File size: 11,754 Bytes

---
license: cc-by-nc-sa-4.0
---
# ColorizeDiffusion: Adjustable Sketch Colorization with Reference Image and Text

<div align="center">

[![arXiv Paper](https://img.shields.io/badge/arXiv-2407.15886%20(base)-B31B1B?style=flat&logo=arXiv)](https://arxiv.org/abs/2401.01456)
[![WACV 2025](https://img.shields.io/badge/WACV%202025-v1-0CA4A5?style=flat&logo=Semantic%20Web)](https://openaccess.thecvf.com/content/WACV2025/html/Yan_ColorizeDiffusion_Improving_Reference-Based_Sketch_Colorization_with_Latent_Diffusion_Model_WACV_2025_paper.html)
[![arXiv v1.5 Paper](https://img.shields.io/badge/arXiv-2502.19937%20(v1.5)-B31B1B?style=flat&logo=arXiv)](https://arxiv.org/abs/2502.19937)
[![arXiv v2 Paper](https://img.shields.io/badge/arXiv-2504.06895%20(v2)-B31B1B?style=flat&logo=arXiv)](https://arxiv.org/abs/2504.06895)
[![Model Weights](https://img.shields.io/badge/Hugging%20Face-Model%20Weights-FF9D00?style=flat&logo=Hugging%20Face)](https://huggingface.co/tellurion/ColorizeDiffusion/tree/main)
[![License](https://img.shields.io/badge/License-CC--BY--NC--SA%204.0-4CAF50?style=flat&logo=Creative%20Commons)](https://github.com/tellurion-kanata/colorizeDiffusion/blob/master/LICENSE)

</div>

![img](assets/teaser.png)

(April. 2025)
Official implementation of Colorize Diffusion.  
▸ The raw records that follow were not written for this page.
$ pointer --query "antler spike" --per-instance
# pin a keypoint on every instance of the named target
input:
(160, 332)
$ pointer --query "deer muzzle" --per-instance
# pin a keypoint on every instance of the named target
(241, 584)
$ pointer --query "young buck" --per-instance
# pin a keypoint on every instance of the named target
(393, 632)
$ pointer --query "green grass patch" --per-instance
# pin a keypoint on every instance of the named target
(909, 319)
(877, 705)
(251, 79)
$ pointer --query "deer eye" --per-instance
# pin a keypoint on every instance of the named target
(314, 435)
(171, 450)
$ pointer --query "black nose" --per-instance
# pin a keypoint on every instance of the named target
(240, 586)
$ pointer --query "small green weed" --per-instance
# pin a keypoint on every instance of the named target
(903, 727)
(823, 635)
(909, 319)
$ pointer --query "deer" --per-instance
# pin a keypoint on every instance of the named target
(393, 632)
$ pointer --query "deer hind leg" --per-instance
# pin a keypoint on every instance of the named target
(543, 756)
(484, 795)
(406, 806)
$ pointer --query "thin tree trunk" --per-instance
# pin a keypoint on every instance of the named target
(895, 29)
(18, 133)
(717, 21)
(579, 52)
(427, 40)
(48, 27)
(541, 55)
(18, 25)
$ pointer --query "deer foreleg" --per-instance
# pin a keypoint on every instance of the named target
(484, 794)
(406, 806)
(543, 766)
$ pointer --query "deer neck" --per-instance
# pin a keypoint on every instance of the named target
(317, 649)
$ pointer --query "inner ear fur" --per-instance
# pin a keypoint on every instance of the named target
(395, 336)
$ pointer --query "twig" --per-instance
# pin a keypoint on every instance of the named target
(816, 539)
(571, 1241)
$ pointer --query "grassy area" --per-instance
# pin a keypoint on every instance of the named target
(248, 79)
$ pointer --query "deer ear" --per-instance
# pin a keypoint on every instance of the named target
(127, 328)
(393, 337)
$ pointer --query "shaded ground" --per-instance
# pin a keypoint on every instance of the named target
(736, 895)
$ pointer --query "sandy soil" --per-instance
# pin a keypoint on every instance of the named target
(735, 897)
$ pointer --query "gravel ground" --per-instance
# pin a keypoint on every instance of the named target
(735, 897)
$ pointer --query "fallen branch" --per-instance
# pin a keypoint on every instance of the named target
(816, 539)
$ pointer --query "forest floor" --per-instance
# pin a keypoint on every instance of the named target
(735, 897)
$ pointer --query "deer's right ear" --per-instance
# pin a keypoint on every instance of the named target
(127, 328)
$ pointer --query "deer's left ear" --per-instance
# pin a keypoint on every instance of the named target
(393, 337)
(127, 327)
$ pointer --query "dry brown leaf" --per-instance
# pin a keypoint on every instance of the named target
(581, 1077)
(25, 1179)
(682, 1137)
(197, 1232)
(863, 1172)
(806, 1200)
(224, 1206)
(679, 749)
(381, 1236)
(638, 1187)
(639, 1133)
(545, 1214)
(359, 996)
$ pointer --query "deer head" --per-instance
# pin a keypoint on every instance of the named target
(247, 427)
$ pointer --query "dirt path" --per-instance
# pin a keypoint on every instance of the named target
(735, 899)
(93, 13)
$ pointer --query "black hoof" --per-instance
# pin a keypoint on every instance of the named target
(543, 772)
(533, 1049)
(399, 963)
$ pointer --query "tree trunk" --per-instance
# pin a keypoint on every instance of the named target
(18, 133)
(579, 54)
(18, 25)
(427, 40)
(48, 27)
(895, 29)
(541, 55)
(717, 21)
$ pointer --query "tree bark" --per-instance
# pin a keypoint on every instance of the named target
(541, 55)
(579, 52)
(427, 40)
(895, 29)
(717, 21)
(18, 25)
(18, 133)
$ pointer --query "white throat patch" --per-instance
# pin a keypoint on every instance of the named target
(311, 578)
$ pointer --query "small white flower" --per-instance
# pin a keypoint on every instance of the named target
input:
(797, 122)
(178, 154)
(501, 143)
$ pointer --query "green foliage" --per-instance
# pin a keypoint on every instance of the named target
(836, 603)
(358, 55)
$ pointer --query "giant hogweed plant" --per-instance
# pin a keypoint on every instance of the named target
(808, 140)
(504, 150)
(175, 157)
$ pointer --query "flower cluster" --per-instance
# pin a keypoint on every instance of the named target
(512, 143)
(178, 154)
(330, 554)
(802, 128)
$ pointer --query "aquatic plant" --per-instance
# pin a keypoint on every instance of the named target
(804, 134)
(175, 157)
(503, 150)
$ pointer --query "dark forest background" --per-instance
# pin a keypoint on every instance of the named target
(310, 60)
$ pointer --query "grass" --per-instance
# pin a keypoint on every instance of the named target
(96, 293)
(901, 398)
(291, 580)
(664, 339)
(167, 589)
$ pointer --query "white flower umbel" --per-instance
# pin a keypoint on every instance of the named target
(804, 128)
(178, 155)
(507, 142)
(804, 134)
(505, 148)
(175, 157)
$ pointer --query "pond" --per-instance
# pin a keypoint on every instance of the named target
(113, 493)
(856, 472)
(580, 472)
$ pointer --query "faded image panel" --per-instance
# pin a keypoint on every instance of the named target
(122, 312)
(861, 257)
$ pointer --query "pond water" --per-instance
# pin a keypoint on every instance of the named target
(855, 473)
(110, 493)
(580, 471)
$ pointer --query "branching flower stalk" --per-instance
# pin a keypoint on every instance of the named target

Colorize Diffusion is a SD-based colorization framework that can achieve high-quality colorization results with arbitrary input pairs.

Fundamental issue for this repository: [ColorizeDiffusion (e-print)](https://arxiv.org/abs/2401.01456).  
***Version 1*** - Base training, 512px. Released, ckpt starts with **mult**.  
***Version 1.5*** - Solving spatial entanglement, 512px. Released, ckpt starts with **switch**.  
***Version 2*** - Enhancing background and style transfer, 768px. Released, ckpt starts with **v2**.  
***Version XL*** - Enhancing embedding guidance for character colorization, geometry disentanglement, 1024px. Available soon.  


## Getting Start

-------------------------------------------------------------------------------------------
```shell
conda env create -f environment.yaml
conda activate hf
```

## User Interface

-------------------------------------------------------------------------------------------
We implement a fully-featured UI. To run it, just:
```shell
python -u app.py
```
The default server address is http://localhost:7860.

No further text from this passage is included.